The Year of Our Lord 2015 may go down as one of the strangest in recent memory, and I haven't even gotten to local and personal stuff yet.
One thing that personally stands out about last year was The Reader going from a weekly to a monthly publication. Did anyone else notice? For me it meant going from writing 50 columns a year to just 12, giving me a lot more time on my hands, a lot less stress. And yet, I miss that open-maw of a deadline crawling on my back every Tuesday morning.
The Reader joined a long list of publications that shrank or disappeared last year, to be replaced by online "content" and social media. I recently was out at my dad's house going through some old stuff when I ran across a rusty file cabinet filled with 1960s-era Playboy magazines. What shocked me wasn't the old-fashioned photos of nude hippie girls or the sophisticated Mad Men-style design — what surprised me was the size and thickness of each issue — as thick a local telephone book, stuffed with stories and photos and ads. Did people actually have time to read all that?
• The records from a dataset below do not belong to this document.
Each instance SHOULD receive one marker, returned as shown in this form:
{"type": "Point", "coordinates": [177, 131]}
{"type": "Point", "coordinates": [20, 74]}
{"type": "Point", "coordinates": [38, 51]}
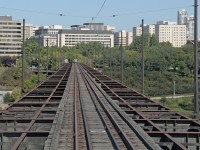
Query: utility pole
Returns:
{"type": "Point", "coordinates": [39, 60]}
{"type": "Point", "coordinates": [196, 99]}
{"type": "Point", "coordinates": [23, 49]}
{"type": "Point", "coordinates": [110, 60]}
{"type": "Point", "coordinates": [174, 89]}
{"type": "Point", "coordinates": [142, 61]}
{"type": "Point", "coordinates": [122, 65]}
{"type": "Point", "coordinates": [103, 58]}
{"type": "Point", "coordinates": [47, 67]}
Go to the magazine rack in your grocery store today and look at the sheaths of paper they call magazines. Even your average book is thinner than it used to be. No one reads anymore, at least not the printed word. Who has time? Not with binge-watching television shows, video games and the chore of constantly reading and updating everything on Facebook, Instagram, Snapchat and Twitter.
In the 1970s, Harlan Ellison — my favorite author — wrote that television would drive mankind to extinction by turning off our brains, turning us all into spectators, sucking away every last bit of our imagination. Harlan was wrong about TV. It's social media that will eventually get us, blunting the shock of massacres, numbing our fear of global warming, propping up false leaders and turning us into lemmings headed toward the cliff.
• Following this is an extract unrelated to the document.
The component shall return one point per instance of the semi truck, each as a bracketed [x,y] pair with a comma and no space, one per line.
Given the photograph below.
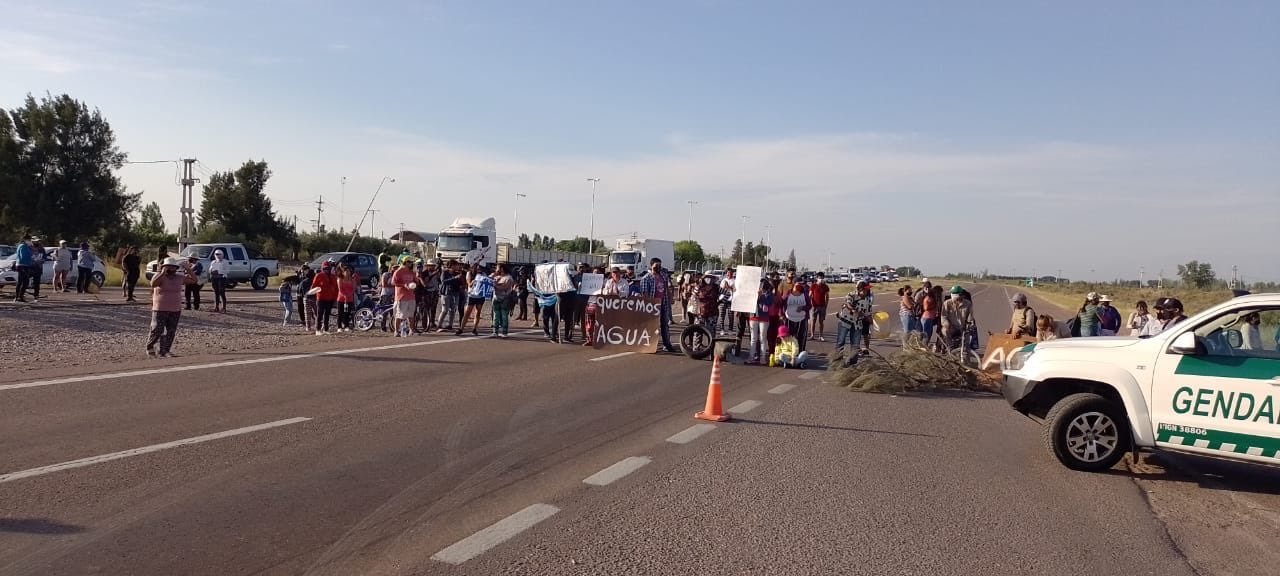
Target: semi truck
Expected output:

Yikes. I haven't even gotten to the most notable thing about 2015 for me.
Last year I turned 50 and my dad turned 80. It is weird and scary. My wife said, "I hope you're not going to be one of those people who freaks out about his age." I'm not, but getting older is strange because I don't know how I got here, and now I get the feeling there's no turning it off, there's no slowing it down. There's no turning back.
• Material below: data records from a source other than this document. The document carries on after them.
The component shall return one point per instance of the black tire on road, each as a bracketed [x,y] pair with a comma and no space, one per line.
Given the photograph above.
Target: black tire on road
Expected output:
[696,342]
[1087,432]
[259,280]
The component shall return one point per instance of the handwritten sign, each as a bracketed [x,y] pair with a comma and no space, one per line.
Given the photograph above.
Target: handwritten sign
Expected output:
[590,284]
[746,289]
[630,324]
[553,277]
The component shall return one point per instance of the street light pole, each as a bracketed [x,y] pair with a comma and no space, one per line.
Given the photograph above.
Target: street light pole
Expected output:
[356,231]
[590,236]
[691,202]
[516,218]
So what do we have to look forward to in 2016? The election? I'll miss Obama. I think he's the best president we've had in my lifetime. All the things Republicans point toward as Obama failures — universal healthcare, the state of the economy, the state of unemployment — are all triumphs in my eyes.
Whereas Republicans see nothing but flaws in Obama, I can't think of an instance where I didn't feel proud he was our president. He's going to be a tough act to follow, whether it's Hillary (likely), Bernie (unlikely) or Trump (puzzling, but very possible).
My hope for 2016 is that there are no Paris-style massacres, no more riots in the streets, that we begin to figure out what's wrong with this planet before it's too late. And maybe, just maybe, we all begin to turn off our computers and our phones and start paying attention to the world and the people around us, a world that isn't fed to us by someone we've never met.